I think many on the topic fall into the fallacy of the first logician (“all black athletes are faster than white athletes”) while many are on the other side of the spectrum (“we can only infer that these particular 10 black men are faster than white athletes”), which while technically correct, is somewhat logically-pedantic and in the real world a bit useless. It seems to me that, in the real world, the truth is closer to the second logician’s statement.
No one doesn’t understand this. Everyone is perfectly aware that the designation black covers a broad swath of different peoples. That does not make it useless as an indicator.
I suggest you call Dr Schoepf and the rest of the scientific community to inform them that their efforts are useless. I’m sure they’d be happy to know.
Let me add further that this issue is only getting worse over time, as more blacks and whites are pairing up. Keep in mind that Obama is a rare 50/50 genetic split with one black parent and one white. In the vast majority of cases, when a white and black person produce a child in the US, the child is genetically more European than African, even if most of these children are going to “look black”.
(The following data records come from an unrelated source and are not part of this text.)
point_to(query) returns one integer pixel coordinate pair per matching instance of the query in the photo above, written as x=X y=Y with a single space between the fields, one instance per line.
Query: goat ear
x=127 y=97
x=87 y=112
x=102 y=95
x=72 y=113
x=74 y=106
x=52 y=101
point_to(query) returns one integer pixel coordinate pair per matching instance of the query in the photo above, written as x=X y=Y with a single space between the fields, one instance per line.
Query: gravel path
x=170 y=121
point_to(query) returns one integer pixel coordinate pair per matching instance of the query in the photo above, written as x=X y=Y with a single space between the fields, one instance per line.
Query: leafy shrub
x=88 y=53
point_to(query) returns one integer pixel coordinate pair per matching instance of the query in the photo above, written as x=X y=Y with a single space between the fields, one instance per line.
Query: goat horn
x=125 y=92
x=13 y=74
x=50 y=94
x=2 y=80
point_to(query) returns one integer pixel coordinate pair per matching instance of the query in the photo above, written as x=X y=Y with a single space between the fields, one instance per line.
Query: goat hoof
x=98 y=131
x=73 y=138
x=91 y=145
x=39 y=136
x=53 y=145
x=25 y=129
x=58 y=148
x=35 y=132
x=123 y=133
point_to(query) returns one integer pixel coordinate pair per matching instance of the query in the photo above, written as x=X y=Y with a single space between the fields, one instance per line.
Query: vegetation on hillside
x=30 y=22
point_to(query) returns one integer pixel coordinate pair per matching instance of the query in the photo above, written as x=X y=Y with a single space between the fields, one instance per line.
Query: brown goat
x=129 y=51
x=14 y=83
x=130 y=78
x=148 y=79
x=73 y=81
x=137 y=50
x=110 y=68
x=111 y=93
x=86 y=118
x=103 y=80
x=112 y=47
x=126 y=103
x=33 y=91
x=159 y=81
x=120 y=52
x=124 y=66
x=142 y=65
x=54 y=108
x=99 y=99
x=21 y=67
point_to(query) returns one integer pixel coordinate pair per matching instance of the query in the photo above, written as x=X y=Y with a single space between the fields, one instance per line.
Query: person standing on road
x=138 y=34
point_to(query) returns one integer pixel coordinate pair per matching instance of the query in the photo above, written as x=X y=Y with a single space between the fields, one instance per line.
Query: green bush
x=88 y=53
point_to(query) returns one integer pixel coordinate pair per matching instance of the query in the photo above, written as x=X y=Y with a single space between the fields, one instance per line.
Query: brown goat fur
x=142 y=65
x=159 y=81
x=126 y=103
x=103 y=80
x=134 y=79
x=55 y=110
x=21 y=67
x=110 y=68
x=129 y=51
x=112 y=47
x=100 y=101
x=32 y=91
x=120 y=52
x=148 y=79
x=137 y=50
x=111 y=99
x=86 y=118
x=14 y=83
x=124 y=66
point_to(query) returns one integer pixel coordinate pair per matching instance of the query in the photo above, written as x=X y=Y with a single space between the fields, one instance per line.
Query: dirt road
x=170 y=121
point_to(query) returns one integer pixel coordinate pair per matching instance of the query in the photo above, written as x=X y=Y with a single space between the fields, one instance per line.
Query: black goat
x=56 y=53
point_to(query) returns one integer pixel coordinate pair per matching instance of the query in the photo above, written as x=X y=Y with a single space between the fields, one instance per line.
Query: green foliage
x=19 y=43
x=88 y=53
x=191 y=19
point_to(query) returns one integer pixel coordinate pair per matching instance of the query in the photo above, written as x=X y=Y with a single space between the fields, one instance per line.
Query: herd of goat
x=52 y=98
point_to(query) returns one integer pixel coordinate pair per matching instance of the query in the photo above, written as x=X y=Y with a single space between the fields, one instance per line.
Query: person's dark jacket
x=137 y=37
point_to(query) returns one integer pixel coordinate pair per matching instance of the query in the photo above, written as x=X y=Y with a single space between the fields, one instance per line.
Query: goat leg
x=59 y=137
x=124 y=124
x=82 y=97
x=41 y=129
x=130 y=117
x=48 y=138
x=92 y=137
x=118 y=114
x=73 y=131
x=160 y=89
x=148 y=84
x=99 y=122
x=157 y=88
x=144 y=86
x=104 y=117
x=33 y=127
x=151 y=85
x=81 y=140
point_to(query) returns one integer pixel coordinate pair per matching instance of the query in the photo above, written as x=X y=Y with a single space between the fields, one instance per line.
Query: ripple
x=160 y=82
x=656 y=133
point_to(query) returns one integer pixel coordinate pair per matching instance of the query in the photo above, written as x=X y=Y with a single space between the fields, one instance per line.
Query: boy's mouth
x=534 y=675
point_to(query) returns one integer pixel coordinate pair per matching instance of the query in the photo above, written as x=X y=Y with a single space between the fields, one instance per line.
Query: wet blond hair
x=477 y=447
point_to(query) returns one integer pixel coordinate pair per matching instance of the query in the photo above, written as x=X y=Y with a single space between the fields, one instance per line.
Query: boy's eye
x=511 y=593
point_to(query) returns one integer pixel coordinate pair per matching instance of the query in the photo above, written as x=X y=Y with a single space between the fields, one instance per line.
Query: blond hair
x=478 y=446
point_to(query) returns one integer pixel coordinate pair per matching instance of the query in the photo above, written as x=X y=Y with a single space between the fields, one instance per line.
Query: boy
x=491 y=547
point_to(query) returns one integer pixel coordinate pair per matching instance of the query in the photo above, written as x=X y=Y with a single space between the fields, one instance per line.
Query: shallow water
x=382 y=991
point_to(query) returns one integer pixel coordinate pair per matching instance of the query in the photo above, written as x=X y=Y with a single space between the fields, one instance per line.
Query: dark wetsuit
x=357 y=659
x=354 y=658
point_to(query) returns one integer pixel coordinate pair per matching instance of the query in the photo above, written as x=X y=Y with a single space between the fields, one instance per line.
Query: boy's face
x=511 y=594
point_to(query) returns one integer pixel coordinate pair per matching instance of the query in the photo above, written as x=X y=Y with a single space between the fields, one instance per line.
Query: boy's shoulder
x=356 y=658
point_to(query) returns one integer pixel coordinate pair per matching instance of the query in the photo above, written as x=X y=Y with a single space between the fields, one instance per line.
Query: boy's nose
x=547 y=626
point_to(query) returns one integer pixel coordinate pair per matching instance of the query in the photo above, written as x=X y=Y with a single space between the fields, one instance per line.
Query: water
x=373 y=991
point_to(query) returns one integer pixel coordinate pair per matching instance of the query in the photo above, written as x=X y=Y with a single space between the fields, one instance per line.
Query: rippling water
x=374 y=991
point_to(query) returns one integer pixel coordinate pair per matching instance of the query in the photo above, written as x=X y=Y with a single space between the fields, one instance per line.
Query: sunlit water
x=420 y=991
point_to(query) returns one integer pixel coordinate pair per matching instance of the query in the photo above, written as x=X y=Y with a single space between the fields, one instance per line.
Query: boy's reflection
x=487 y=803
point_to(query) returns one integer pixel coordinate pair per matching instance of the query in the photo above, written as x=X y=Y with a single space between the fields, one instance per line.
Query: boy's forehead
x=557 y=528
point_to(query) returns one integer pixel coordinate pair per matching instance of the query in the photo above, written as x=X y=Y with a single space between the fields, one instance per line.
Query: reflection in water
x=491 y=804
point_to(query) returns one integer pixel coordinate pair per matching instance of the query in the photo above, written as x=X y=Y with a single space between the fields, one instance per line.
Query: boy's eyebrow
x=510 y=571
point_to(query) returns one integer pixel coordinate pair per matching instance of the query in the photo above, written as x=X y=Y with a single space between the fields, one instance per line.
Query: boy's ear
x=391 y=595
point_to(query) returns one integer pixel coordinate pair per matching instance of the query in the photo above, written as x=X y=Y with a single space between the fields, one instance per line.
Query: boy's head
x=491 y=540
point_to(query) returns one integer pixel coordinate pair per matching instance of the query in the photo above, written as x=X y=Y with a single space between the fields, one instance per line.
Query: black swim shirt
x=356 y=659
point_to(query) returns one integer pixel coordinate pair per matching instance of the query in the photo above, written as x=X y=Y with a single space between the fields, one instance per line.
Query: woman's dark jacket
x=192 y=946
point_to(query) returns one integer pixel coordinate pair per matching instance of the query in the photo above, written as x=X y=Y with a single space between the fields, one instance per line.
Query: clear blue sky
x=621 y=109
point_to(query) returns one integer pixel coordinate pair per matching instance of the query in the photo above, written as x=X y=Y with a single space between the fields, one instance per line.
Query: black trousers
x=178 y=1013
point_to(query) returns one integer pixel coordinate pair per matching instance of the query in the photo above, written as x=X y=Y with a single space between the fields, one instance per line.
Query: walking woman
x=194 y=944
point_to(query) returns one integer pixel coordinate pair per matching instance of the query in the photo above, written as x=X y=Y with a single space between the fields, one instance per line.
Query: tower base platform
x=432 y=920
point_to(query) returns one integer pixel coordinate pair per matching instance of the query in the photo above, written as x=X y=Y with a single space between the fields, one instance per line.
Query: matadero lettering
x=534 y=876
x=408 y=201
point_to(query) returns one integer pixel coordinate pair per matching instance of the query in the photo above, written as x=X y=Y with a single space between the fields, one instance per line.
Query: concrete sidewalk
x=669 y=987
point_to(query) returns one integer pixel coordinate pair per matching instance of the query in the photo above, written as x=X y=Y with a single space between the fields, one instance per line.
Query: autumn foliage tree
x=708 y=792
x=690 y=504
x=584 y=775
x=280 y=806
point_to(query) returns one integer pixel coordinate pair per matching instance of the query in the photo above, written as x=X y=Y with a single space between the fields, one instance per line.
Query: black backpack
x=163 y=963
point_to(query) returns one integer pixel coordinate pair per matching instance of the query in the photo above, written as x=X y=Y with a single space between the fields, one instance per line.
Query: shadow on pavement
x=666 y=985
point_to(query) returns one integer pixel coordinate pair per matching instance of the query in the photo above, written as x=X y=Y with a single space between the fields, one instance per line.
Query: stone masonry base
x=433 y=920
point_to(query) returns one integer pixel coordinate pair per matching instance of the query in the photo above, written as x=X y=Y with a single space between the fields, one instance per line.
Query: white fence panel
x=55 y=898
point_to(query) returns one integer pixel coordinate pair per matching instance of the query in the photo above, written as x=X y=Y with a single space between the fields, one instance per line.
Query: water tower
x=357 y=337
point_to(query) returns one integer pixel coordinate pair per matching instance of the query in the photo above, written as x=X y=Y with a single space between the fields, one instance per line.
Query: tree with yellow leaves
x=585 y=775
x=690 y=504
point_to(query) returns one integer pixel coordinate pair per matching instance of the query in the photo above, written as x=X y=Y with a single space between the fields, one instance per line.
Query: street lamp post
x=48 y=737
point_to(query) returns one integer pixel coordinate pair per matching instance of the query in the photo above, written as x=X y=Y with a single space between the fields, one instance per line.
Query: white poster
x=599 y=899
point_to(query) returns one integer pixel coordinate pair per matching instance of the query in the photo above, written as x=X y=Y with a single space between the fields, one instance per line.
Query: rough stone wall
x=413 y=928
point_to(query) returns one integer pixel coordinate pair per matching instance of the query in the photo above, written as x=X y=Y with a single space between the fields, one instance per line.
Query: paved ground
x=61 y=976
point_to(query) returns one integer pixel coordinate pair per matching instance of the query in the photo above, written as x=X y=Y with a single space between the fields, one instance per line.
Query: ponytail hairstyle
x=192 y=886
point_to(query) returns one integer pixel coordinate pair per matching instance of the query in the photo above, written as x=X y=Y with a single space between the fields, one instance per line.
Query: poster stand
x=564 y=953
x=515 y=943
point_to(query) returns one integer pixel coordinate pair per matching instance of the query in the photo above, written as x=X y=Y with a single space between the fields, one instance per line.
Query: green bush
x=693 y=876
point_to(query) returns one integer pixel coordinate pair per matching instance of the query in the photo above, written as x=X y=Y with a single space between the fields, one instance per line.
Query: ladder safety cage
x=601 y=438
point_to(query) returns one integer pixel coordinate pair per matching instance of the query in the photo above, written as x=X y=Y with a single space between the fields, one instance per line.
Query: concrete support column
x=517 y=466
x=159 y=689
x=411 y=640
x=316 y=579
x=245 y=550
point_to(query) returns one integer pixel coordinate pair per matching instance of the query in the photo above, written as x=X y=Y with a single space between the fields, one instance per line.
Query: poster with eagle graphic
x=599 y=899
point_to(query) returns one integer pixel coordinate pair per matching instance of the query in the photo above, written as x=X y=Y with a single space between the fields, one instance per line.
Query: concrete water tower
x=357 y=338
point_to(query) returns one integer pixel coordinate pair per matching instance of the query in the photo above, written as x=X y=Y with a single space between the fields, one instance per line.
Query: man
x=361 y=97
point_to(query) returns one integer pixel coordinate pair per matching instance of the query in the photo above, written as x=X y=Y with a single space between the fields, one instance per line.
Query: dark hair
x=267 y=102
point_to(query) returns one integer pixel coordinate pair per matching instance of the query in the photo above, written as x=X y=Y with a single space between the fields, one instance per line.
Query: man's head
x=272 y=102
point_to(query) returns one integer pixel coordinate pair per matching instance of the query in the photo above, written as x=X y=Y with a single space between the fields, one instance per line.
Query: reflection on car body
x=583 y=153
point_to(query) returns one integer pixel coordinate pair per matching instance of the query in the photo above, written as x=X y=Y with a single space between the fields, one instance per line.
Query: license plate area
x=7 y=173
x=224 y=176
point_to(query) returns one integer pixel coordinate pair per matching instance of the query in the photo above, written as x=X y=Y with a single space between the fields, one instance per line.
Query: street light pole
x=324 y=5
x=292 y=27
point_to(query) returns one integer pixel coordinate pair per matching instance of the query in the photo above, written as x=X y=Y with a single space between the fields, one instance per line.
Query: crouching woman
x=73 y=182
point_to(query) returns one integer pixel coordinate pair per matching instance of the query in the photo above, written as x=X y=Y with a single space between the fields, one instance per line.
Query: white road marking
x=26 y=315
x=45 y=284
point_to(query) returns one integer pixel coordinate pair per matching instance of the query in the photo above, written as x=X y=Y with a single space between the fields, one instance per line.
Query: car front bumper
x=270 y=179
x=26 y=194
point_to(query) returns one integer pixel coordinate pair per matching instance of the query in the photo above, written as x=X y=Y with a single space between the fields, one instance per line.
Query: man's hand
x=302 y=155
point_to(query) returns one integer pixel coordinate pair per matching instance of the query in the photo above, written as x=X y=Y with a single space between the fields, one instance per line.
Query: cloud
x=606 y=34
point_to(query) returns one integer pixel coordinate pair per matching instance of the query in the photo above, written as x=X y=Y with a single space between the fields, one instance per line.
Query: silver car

If you want to study the genetics of Africa, you really should study Africans, not African-Americans. They may be an ethnic group, but they make a terrible subject for what geneticists consider a “population”. They are exactly the type of people you would want to avoid if you are trying to understand something about the genetics of people originating from certain geographic areas. Same thing for most people in Latin America.
I’m asking the degree which you think the reporters observations align not necessarily with self-reporting, but with the actual facts, if you were to give all those athletes genetic tests. The reason I ask is that you seem to want to discard a potential piece of evidence that the speed positions in the NFL are dominated by one race. If scientists tested all the athletes, we’d be able to determine that X% of the speed positions are held by Black athletes. The reporter says it’s Y%. How much would you expect X to deviate from Y? And do you think that delta is large enough to reasonable discount the reporter’s observations?
Also, how well do you think you’d be able to do by making the same assessments the reporter did?
That doesn’t change the fact of whether or not there is a Black “speed gene”. It just makes it more difficult to see. The U.S. is a good place to look at this because you largely control for culture. I’d venture to say that more young whites grow up wanting to be NFL stars than young black kids, simply due to the greater numbers of whites. Yet, we have the results of the reporter’s observations.